Polizeibrutalität Little Brother is watching you
Als am 3. März 1991 der Afroamerikaner Rodney King unter den Stockhieben einer Gruppe von Polizisten zu Boden ging, wurde das von einem Augenzeugen per Videokamera festgehalten. Er gab das Band an mehrere TV-Sender weiter. Die Veröffentlichung der Bänder schrieb Geschichte: Es begann zu brodeln im südlichen Los Angeles, bis sich rund ein Jahr darauf der wachsende Unmut über den vermeintlich rein rassistischen Übergriff in Unruhen entlud, die mindestens 53 Menschen das Leben kosteten.
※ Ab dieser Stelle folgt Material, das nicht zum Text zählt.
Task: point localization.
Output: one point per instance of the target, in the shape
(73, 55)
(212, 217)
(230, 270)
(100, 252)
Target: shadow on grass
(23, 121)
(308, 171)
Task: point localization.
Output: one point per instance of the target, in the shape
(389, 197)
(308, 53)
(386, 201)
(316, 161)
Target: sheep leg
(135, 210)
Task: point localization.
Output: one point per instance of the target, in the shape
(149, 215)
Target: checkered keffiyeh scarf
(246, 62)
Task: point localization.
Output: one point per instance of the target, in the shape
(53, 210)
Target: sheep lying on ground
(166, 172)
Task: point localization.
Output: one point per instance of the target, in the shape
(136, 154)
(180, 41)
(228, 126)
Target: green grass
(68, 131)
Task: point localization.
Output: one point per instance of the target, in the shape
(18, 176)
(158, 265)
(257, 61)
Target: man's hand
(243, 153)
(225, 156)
Für die Eruption der Gewalt gab es zwei weitere Auslöser. Zum einen wurden die an der Prügelei beteiligten Polizisten in einem ersten Prozess freigesprochen. Zum anderen aber kam es kurz davor zu einem zweiten Mord, der ebenfalls rassistisch motiviert schien - und auch dieser wurde im Fernsehen gezeigt. Eine Videokamera hatte aufgezeichnet, wie eine aus Korea stammende Ladenbesitzerin eine Fünfzehnjährige von hinten mit einem Kopfschuss tötete, weil sie sie für eine Ladendiebin hielt. Bei den auf den Freispruch im Polizistenprozess folgenden Unruhen gingen darum zuerst die Ladenlokale asiatischer Bürger in Flammen auf.
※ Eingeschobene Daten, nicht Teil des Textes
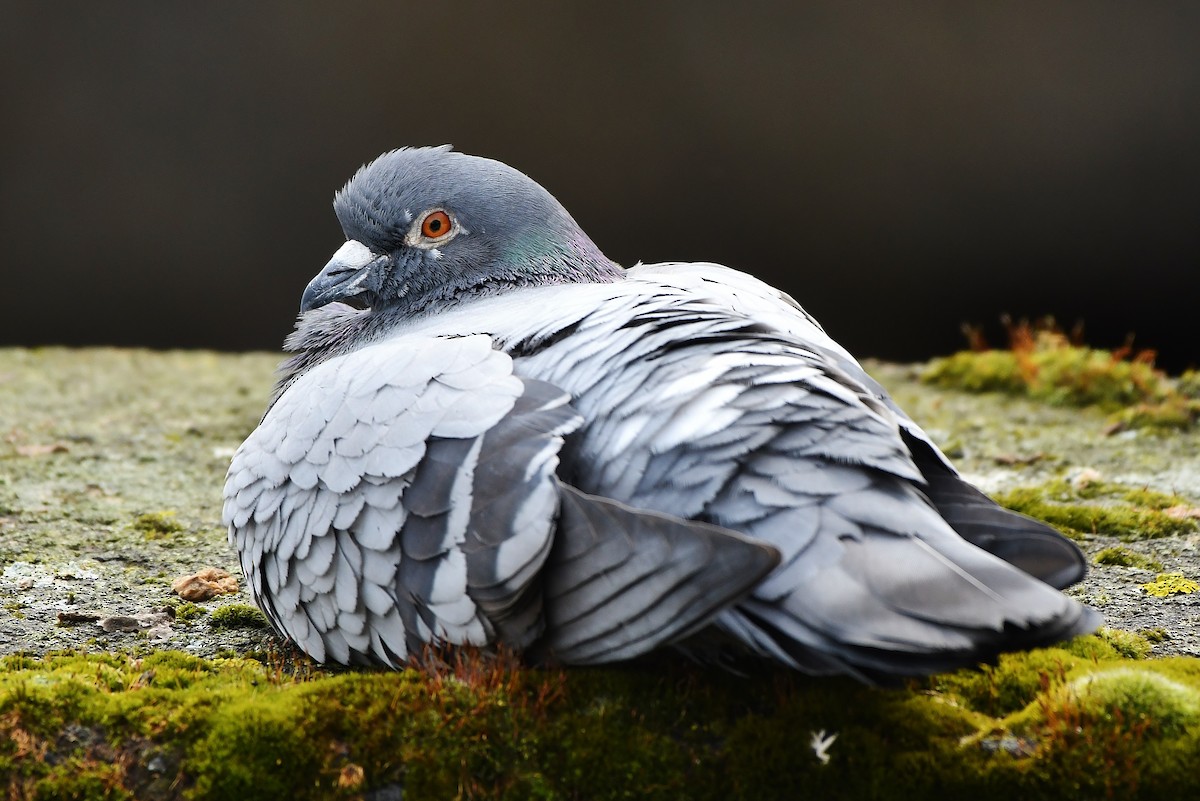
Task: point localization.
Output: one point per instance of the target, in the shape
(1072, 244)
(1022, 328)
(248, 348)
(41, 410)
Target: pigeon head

Rund eine Woche brannte es in L.A.. Und weil der Gewaltexzess so offensichtlich durch TV-Berichterstattung induziert war, folgten Appelle an die Medien, verantwortungsvoller mit solchen Bildern umzugehen. Nicht nur der auch in vielen Redaktionen geführte Streit um die "Mohammed-Karikaturen" Jahre später zeigte, dass das nachwirkt: Anders, als das die Öffentlichkeit wahrnimmt, zeigt auch das Fernsehen längst nicht alle Bilder, über die es verfügt.
Heute braucht es das auch nicht mehr mehr: Es gibt ja YouTube.
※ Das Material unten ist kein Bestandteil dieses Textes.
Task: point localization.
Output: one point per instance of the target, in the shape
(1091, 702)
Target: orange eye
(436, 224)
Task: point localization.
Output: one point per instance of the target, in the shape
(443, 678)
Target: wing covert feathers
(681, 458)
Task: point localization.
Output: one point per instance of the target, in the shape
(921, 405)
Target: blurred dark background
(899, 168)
Wer dort das Suchwort "Police brutality" eingibt, bekommt zurzeit rund 2250 Filme geliefert - fünfmal so viele wie vor einem Jahr. Da schlagen Cops auf Demonstranten ein oder fesseln einen wegen Skateboard-Fahren verhafteten 13-Jährigen. Sie beschießen eine vermummte Demonstrantin mit einer Elektroschockpistole, bis sie sich wie verlangt auf den Bauch legt oder zerren bei Verkehrskontrollen mit Gewalt schreiende Menschen aus Autos. Ein Tourist filmte im Frühjahr, wie Polizisten einen 16-Jährigen zusammenschlagen, und machte auch damit Schlagzeilen. Und immer wieder gibt es angebliche Übergriffe gegen Schwarze zu sehen.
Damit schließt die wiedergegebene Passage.